Sophos Intercept X
Sophos Intercept X employs a comprehensive, defense in depth approach to endpoint protection, rather than relying on one primary security technique. This layered approach combines modern and traditional techniques to stop the widest range of threats.
Stop Unknown Threats
Deep learning AI in Intercept X excels at detecting and blocking malware even when it hasn’t been seen before. It does this by scrutinizing file attributes from hundreds of millions of samples to identify threats without the need for a signature.
Intercept X includes advanced anti-ransomware capabilities that detect and block the malicious encryption processes used in ransomware attacks. Files that have been encrypted will be rolled back to a safe state, minimizing any impact to business productivity.
Anti-exploit technology stops the exploit techniques that attackers rely on to compromise devices, steal credentials and distribute malware. By stopping the techniques used throughout the attack chain Intercept X keeps your organization secure against file-less attacks and zero-day exploits.
In addition to powerful modern functionality, Intercept X also utilizes proven traditional techniques. Example features include application lockdown, web control, data loss prevention and signature-based malware detection. This combination of modern and traditional techniques reduces the attack surface, and provides the best defense in depth.
Sophos solutions work better together. For example, Intercept X and XG Firewall will share data to automatically isolate compromised devices while cleanup is performed, then return network access when the threat is neutralized. All without the need for admin intervention.

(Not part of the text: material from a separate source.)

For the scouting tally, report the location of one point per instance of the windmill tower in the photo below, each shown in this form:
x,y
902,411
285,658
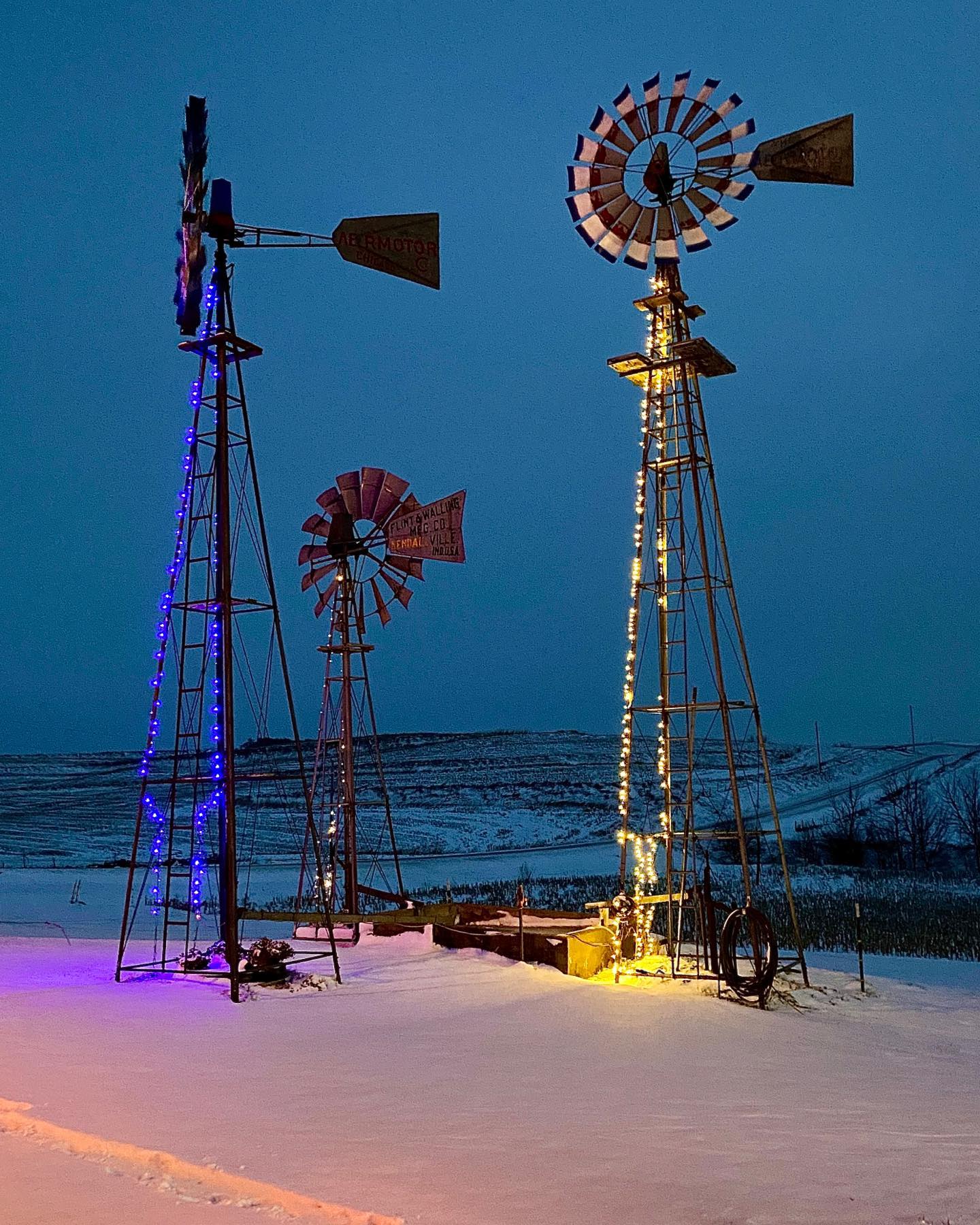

Stops never seen before threats with deep learning AI
Blocks ransomware and rolls back affected files to a safe state
Prevents the exploit techniques used throughout the attack chain
Answers critical IT operations and threat hunting questions with EDR
Provides 24/7/365 security delivered as a fully managed service
Easy to deploy, configure and maintain even in remote working environments
Endpoint Detection and Response (EDR)
Designed for IT admins and cybersecurity specialists, Sophos EDR answers critical IT operations and threat hunting questions. For example, identify devices with performance issues or suspicious processes trying to connect on non-standard ports, then remotely access the device to take remedial actions.
Managed Threat Response (MTR)
24/7/365 threat hunting detection and response service that’s delivered by a team of Sophos experts. Sophos analysts respond to potential threats, look for indicators of compromise and provide detailed analysis on events including what happened, where, when, how and why.
Intercept X is managed via Sophos Central, the cloudmanagement platform for all Sophos solutions. It’s a single pane of glass for all of your devices and products, making it easy to deploy, configure and manage your environment even in remote working setups.